The decision of the Court of Appeal last week to uphold the approach of a High Court judge where a five year old girl was consulted about which parent she wanted to live with has been hailed as ‘radical' and ‘unique'.
The girl was considered to have ‘attained an age and level of maturity' sufficient enough to be consulted, together with her eight year old brother. The youngest sibling, aged three, was deemed too young to be consulted.
The circumstances of the case were that the children had been removed from Ireland by their mother. The children's father brought an application in the High Court in London to force the mother to return them. Mrs Justice Black directed that the views of the girl and her eldest brother be ascertained through interviews with social workers.
According to the social worker who interviewed the children, when the suggestion was made that they may have to return to Ireland, the girl began to cry and her brother became ‘very fidgety'. The children even suggested that if they had to return, their location be kept a secret, as far away from their father as possible.
What makes this case ‘radical' is the fact that the youngest child was just 5 years old. Whilst maturity and understanding will vary amongst children of all ages, it is highly unusual for a child of such a young age to be consulted, let alone for such weight to be applied to that child's views.
When dealing with a Children Act application, the paramount consideration for the Court is the welfare of the child in question. The Court considers a checklist of factors, including the ascertainable wishes and feelings of the child.
Even if understanding is established, it does not always follow that the child's views will take precedence. The Court has to be cautious as to how the child's view has been formed. In this case, the judge was satisfied that the children's objections came from ‘their own experiences of family life and their fear of their father'. This may not always be the case. A child can easily succumb to the pressure of influences exerted, consciously or not, by either parent. It is the skill of the Cafcass officer or social worker interviewing the child to ascertain the extent to which that child's view has been influenced.
Undue pressure is just one factor for the Court to consider. The child's wishes may not be in their best interests or may simply not be practical having regard to the circumstances of the case.

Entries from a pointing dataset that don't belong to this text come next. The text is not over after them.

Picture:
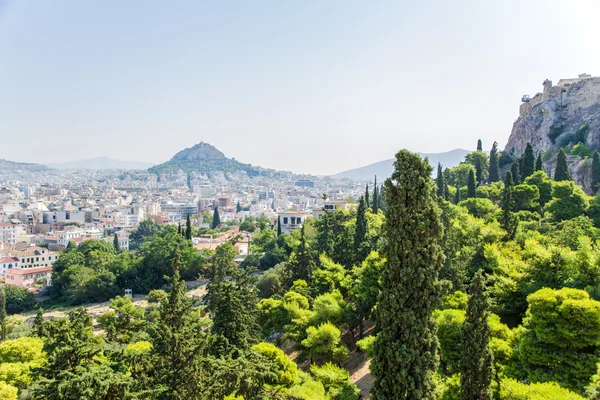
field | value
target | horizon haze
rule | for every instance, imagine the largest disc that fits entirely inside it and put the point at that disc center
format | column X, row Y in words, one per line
column 306, row 87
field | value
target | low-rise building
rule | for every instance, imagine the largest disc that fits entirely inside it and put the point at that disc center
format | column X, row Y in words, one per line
column 291, row 220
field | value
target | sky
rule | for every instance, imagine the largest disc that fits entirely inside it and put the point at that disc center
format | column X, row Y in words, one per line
column 305, row 86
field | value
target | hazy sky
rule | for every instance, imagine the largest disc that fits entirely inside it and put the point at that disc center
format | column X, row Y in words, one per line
column 309, row 86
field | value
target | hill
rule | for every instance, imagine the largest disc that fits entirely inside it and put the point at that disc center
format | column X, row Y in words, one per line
column 565, row 115
column 6, row 165
column 383, row 169
column 101, row 163
column 204, row 158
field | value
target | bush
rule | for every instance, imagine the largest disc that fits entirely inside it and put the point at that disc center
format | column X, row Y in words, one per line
column 511, row 389
column 18, row 299
column 336, row 381
column 480, row 208
column 287, row 371
column 366, row 345
column 323, row 343
column 157, row 296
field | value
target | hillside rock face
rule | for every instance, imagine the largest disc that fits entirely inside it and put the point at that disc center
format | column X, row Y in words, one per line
column 551, row 120
column 201, row 151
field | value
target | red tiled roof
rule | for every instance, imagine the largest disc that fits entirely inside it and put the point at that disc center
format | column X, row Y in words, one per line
column 26, row 271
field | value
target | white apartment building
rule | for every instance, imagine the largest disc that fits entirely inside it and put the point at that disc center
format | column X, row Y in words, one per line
column 291, row 220
column 9, row 233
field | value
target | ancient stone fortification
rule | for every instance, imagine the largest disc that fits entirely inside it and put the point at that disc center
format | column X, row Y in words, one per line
column 547, row 118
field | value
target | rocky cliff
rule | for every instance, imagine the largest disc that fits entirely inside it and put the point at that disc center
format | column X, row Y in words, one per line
column 564, row 115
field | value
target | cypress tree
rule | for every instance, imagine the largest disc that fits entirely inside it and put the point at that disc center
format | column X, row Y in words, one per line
column 509, row 221
column 375, row 206
column 562, row 168
column 301, row 263
column 381, row 199
column 188, row 228
column 439, row 180
column 515, row 171
column 360, row 233
column 2, row 314
column 178, row 342
column 494, row 164
column 116, row 244
column 476, row 366
column 508, row 179
column 406, row 348
column 471, row 188
column 595, row 171
column 539, row 165
column 216, row 219
column 528, row 162
column 38, row 323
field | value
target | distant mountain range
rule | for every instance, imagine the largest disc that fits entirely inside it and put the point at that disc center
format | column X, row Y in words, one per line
column 384, row 169
column 101, row 163
column 206, row 159
column 17, row 166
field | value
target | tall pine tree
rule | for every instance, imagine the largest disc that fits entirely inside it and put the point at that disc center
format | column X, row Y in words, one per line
column 178, row 342
column 494, row 164
column 515, row 170
column 539, row 165
column 361, row 245
column 595, row 172
column 562, row 167
column 528, row 162
column 406, row 348
column 2, row 314
column 188, row 228
column 509, row 220
column 216, row 219
column 471, row 187
column 440, row 181
column 375, row 205
column 116, row 244
column 477, row 369
column 301, row 263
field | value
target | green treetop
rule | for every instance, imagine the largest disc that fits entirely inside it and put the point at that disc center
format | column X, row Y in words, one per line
column 595, row 171
column 476, row 366
column 471, row 186
column 539, row 165
column 361, row 245
column 116, row 244
column 440, row 181
column 494, row 164
column 375, row 205
column 528, row 166
column 562, row 168
column 188, row 228
column 515, row 170
column 406, row 349
column 216, row 219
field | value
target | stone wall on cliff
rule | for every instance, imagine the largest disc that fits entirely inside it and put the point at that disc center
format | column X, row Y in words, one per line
column 548, row 118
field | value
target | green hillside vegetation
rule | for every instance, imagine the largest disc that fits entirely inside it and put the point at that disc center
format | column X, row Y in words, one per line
column 493, row 293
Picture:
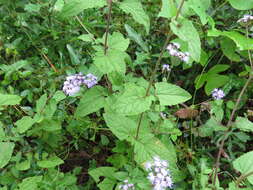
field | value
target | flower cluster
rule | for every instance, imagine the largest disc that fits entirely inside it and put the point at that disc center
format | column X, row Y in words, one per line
column 159, row 174
column 173, row 49
column 73, row 83
column 126, row 186
column 218, row 94
column 166, row 67
column 245, row 19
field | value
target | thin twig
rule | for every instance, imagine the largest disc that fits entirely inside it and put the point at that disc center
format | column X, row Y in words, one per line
column 109, row 2
column 229, row 124
column 152, row 77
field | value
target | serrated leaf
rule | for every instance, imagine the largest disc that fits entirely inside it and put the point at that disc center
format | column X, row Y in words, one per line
column 134, row 7
column 243, row 124
column 188, row 33
column 244, row 164
column 168, row 9
column 133, row 101
column 242, row 4
column 40, row 103
column 6, row 150
column 74, row 7
column 113, row 61
column 8, row 99
column 92, row 101
column 24, row 124
column 169, row 94
column 200, row 7
column 30, row 183
column 228, row 47
column 136, row 37
column 50, row 162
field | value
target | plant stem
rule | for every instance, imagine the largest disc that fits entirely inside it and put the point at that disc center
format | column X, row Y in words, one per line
column 229, row 124
column 109, row 2
column 152, row 77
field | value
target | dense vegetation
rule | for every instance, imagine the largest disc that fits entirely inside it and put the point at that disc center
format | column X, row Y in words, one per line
column 126, row 94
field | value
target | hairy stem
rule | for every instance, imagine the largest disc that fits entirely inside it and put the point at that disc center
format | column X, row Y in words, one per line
column 152, row 77
column 229, row 124
column 109, row 2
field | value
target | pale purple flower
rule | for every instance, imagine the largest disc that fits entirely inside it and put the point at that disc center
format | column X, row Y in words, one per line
column 218, row 94
column 159, row 174
column 90, row 80
column 126, row 186
column 245, row 19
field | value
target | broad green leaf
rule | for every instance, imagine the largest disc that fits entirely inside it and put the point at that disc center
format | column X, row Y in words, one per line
column 215, row 81
column 41, row 103
column 50, row 162
column 122, row 127
column 136, row 37
column 200, row 7
column 102, row 172
column 133, row 101
column 228, row 47
column 74, row 7
column 8, row 99
column 25, row 165
column 50, row 125
column 73, row 56
column 242, row 4
column 241, row 41
column 218, row 69
column 24, row 124
column 92, row 101
column 243, row 124
column 6, row 150
column 168, row 9
column 113, row 61
column 188, row 33
column 30, row 183
column 244, row 164
column 169, row 94
column 134, row 7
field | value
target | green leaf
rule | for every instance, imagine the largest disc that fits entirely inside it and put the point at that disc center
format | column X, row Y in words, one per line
column 22, row 166
column 242, row 4
column 200, row 7
column 244, row 164
column 74, row 7
column 133, row 101
column 41, row 103
column 228, row 47
column 50, row 162
column 136, row 37
column 6, row 151
column 92, row 101
column 73, row 56
column 30, row 183
column 134, row 7
column 169, row 94
column 7, row 99
column 241, row 41
column 121, row 126
column 113, row 61
column 187, row 32
column 24, row 124
column 243, row 124
column 168, row 9
column 102, row 172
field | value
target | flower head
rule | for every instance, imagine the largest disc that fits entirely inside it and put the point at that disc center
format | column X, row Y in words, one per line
column 218, row 94
column 159, row 174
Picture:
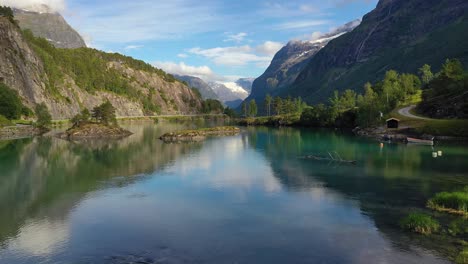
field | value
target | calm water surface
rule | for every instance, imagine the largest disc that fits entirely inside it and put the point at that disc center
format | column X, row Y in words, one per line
column 242, row 199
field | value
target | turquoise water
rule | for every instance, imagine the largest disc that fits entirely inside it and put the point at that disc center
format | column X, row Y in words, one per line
column 249, row 198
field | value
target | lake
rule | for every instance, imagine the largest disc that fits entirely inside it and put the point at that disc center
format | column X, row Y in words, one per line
column 250, row 198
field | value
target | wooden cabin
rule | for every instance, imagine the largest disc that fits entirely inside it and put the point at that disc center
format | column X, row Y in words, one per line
column 393, row 123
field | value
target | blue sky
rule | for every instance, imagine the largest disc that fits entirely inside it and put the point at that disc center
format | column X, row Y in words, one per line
column 214, row 39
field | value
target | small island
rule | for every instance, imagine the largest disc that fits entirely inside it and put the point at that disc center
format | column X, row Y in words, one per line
column 199, row 134
column 101, row 124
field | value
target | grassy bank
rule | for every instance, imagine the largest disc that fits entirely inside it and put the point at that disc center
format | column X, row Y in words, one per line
column 281, row 120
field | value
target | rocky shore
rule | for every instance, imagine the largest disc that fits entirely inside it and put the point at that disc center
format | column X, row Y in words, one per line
column 19, row 131
column 199, row 134
column 94, row 131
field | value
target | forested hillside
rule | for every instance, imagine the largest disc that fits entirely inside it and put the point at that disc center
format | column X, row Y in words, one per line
column 69, row 80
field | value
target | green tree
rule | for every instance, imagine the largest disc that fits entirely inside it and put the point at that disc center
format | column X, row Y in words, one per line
column 453, row 69
column 105, row 113
column 244, row 108
column 44, row 119
column 268, row 101
column 253, row 108
column 426, row 74
column 368, row 104
column 10, row 103
column 410, row 84
column 278, row 105
column 230, row 112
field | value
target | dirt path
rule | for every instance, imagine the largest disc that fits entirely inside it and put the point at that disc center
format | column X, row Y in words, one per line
column 406, row 112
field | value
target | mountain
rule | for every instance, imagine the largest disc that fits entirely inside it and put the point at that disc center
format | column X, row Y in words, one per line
column 68, row 80
column 290, row 61
column 398, row 34
column 204, row 88
column 246, row 83
column 49, row 25
column 229, row 93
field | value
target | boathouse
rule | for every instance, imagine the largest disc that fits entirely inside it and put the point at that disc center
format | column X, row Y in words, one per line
column 392, row 123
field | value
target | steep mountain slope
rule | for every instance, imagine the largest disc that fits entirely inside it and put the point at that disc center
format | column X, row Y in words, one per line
column 229, row 93
column 51, row 26
column 68, row 80
column 398, row 34
column 204, row 88
column 290, row 61
column 246, row 83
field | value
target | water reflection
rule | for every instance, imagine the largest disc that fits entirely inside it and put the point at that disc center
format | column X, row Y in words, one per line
column 47, row 174
column 245, row 199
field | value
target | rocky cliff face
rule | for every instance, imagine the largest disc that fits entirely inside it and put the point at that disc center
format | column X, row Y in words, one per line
column 205, row 90
column 23, row 70
column 398, row 34
column 246, row 83
column 51, row 26
column 290, row 61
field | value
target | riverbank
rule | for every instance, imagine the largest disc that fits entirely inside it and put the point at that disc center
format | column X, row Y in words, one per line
column 441, row 130
column 94, row 131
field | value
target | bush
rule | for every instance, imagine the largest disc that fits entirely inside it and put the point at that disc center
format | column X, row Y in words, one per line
column 462, row 257
column 452, row 202
column 11, row 106
column 420, row 223
column 44, row 119
column 4, row 121
column 459, row 227
column 81, row 118
column 105, row 113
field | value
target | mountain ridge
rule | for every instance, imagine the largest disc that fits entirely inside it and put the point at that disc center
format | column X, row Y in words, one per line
column 68, row 80
column 289, row 61
column 49, row 25
column 399, row 35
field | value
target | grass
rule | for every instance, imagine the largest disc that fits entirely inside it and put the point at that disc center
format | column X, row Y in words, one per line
column 462, row 258
column 420, row 223
column 5, row 122
column 451, row 202
column 436, row 127
column 458, row 227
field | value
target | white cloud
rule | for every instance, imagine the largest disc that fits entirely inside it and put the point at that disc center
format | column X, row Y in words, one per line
column 302, row 24
column 203, row 72
column 36, row 5
column 269, row 48
column 232, row 56
column 133, row 47
column 239, row 37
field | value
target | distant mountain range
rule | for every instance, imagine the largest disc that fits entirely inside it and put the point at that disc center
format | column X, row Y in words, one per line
column 68, row 80
column 288, row 63
column 49, row 25
column 246, row 83
column 204, row 88
column 401, row 35
column 230, row 93
column 398, row 34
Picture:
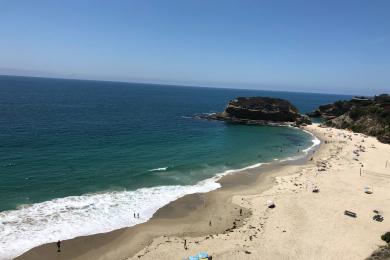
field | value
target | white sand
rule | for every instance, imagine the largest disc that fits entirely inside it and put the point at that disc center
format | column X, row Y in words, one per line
column 305, row 225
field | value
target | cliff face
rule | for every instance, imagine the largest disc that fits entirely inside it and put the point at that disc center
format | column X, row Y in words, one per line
column 370, row 116
column 260, row 110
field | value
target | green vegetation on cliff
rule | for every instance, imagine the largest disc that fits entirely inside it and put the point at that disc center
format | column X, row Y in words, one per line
column 370, row 116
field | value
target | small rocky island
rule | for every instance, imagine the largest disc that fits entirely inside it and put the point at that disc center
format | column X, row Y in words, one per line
column 260, row 111
column 367, row 115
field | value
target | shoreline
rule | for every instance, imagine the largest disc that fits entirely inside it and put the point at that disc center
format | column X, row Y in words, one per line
column 183, row 210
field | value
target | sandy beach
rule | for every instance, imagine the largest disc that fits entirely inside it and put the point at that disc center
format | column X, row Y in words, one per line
column 350, row 170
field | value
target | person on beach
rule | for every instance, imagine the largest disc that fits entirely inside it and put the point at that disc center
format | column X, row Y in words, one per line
column 59, row 246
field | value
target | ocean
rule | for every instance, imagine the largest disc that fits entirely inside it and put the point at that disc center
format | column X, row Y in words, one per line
column 81, row 157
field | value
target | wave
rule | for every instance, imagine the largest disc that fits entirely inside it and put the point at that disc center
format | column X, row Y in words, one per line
column 158, row 169
column 69, row 217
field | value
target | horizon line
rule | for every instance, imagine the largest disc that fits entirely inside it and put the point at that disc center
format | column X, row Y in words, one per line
column 175, row 84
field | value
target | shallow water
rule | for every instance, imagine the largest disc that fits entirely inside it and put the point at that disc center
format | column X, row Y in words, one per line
column 80, row 157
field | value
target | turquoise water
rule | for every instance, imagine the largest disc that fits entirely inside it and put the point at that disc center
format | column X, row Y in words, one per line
column 85, row 151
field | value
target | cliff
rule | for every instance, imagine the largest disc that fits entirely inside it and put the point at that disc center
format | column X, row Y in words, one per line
column 260, row 110
column 370, row 116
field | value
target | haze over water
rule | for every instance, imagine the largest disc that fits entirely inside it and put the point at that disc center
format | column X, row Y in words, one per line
column 86, row 155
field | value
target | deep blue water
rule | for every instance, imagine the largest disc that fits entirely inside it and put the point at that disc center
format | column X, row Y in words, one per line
column 62, row 138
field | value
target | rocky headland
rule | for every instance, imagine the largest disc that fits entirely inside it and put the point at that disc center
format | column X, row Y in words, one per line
column 260, row 111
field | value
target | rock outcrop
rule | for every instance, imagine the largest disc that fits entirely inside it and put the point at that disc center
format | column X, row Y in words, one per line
column 261, row 111
column 369, row 116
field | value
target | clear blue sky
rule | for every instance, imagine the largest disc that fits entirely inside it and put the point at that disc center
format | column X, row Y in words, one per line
column 320, row 46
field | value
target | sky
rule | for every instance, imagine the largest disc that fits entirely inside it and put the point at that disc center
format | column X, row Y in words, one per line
column 310, row 46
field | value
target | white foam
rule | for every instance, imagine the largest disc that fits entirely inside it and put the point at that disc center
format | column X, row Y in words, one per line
column 315, row 142
column 65, row 218
column 158, row 169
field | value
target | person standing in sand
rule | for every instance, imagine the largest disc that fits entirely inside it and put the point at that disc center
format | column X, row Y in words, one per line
column 59, row 246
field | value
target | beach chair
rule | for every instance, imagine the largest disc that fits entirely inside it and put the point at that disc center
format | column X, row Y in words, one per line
column 378, row 218
column 270, row 204
column 350, row 213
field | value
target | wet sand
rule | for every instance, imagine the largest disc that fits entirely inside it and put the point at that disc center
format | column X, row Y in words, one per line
column 304, row 225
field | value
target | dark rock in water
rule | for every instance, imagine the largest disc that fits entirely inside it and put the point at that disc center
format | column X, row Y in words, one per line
column 367, row 115
column 261, row 111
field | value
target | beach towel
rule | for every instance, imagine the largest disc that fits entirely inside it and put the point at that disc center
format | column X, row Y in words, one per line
column 203, row 255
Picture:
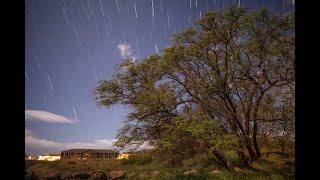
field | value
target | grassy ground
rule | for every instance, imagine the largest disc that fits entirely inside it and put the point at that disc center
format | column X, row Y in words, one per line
column 142, row 167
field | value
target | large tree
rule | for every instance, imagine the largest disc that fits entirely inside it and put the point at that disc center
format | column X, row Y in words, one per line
column 234, row 68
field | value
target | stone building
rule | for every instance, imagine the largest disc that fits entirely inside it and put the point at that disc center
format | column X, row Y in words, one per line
column 89, row 154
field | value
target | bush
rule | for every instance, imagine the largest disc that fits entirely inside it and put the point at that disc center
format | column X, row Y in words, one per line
column 199, row 161
column 71, row 162
column 138, row 159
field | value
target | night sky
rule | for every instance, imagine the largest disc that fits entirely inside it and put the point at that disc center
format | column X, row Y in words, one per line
column 71, row 44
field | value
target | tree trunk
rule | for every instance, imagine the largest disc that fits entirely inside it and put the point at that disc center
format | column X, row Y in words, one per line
column 248, row 146
column 255, row 142
column 220, row 159
column 243, row 160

Whilst the Court cannot base any decision upon a child's wishes and feelings alone, the refusal by the Court of Appeal to allow the father permission to appeal in this case is still significant. This case highlights the right of a child to be heard and the views of that child to be given due weight in the appropriate circumstances. Importantly, any concept that there could be a fixed ‘minimum age' of understanding has now been dismissed, the implication being that a greater number of children could now have the opportunity to be consulted on issues directly affecting them.